United States District Court, E.D. Pennsylvania

September 23, 2019

MICHAEL A. MAYER Plaintiff,
v.
WALLINGFORD-SWARTHMORE SCHOOL DISTRICT, et al. Defendants. JOSH SHAPIRO, ATTORNEY GENERAL, Intervenor.

          MEMORANDUM OPINION

          Rufe, J.

         Defendants, the Wallingford-Swarthmore School District (the “District”), Lisa Palmer and Ferguson Abbot, the Superintendent and Human Resources Director, respectively, of the District, and Local 312 of the International Brotherhood of Teamsters (the “Union”) have moved to dismiss the Amended Complaint, arguing that Plaintiff has obtained all relief to which he is entitled and that the action is moot.[1]

         I. BACKGROUND

         The relevant facts are straightforward.
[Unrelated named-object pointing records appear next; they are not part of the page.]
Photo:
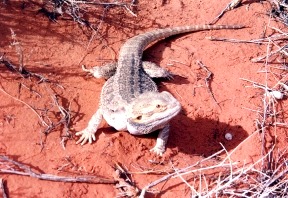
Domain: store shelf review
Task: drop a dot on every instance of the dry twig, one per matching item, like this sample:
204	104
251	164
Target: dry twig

Plaintiff is employed as a bus driver for the District, and is therefore a public employee under Pennsylvania law. Plaintiff had been a member of the Union, the collective bargaining agent for the District’s bus drivers, since 2011.

         On June 27, 2018, the Supreme Court decided Janus v. AFSCME, holding that no form of payment to a union can be deducted or collected from an employee without the employee’s affirmative consent.[2] On July 20, 2018, Plaintiff wrote to the Union, directly referencing Janus, resigning his membership, and requesting that the Union immediately stop deducting dues and any other fees from his wages.[3] After the Union informed him that he could not revoke his membership until December 12, 2018, under the terms of his dues authorization card, [4] Plaintiff filed this lawsuit on September 25, 2018, alleging that the collection of dues pursuant to the Pennsylvania Public Employee Relations Act (“PERA”), [5] the Pennsylvania Public Employee Fair Share Fee Law (“PEFSFL”), [6] and the relevant collective bargaining agreement (“CBA”) violated his constitutional rights under the First and Fourteenth Amendments, based on the decision in Janus.[7]
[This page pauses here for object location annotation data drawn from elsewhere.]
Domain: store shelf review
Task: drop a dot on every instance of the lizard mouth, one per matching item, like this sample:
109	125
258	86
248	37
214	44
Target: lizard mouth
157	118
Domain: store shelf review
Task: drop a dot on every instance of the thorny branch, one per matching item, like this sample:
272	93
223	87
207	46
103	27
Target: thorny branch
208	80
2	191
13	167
         The Union instructed the District to stop deducting dues from Plaintiff’s paycheck on October 1, 2018, and reimbursed Plaintiff for the payments for August and September.[8] On November 29, 2018, the School District sent Plaintiff $1.00, representing estimated interest on the reimbursed payments.[9] Because the lawsuit challenges the constitutionality of Pennsylvania statutes, the Attorney General of the Commonwealth, Josh Shapiro, has intervened and filed a memorandum of law in support of the motions to dismiss.

         II. LEGAL STANDARD

         “Federal Rule of Civil Procedure 12(b)(1) permits a party to move for dismissal of any claim over which the district court lacks subject matter jurisdiction.[10] The plaintiff has “the burden of proof that jurisdiction does in fact exist.”[11] Mootness is a proper basis for a 12(b)(1) motion to dismiss because the mootness doctrine implicates jurisdictional matters.[12] A plaintiff’s claim is rendered moot “when ‘the issues presented are no longer live or the parties lack a legally cognizable interest in the outcome.’”[13] The central question of all mootness issues, then, “is whether changes in circumstances that prevailed at the beginning of the litigation have forestalled any occasion for meaningful relief.”[14]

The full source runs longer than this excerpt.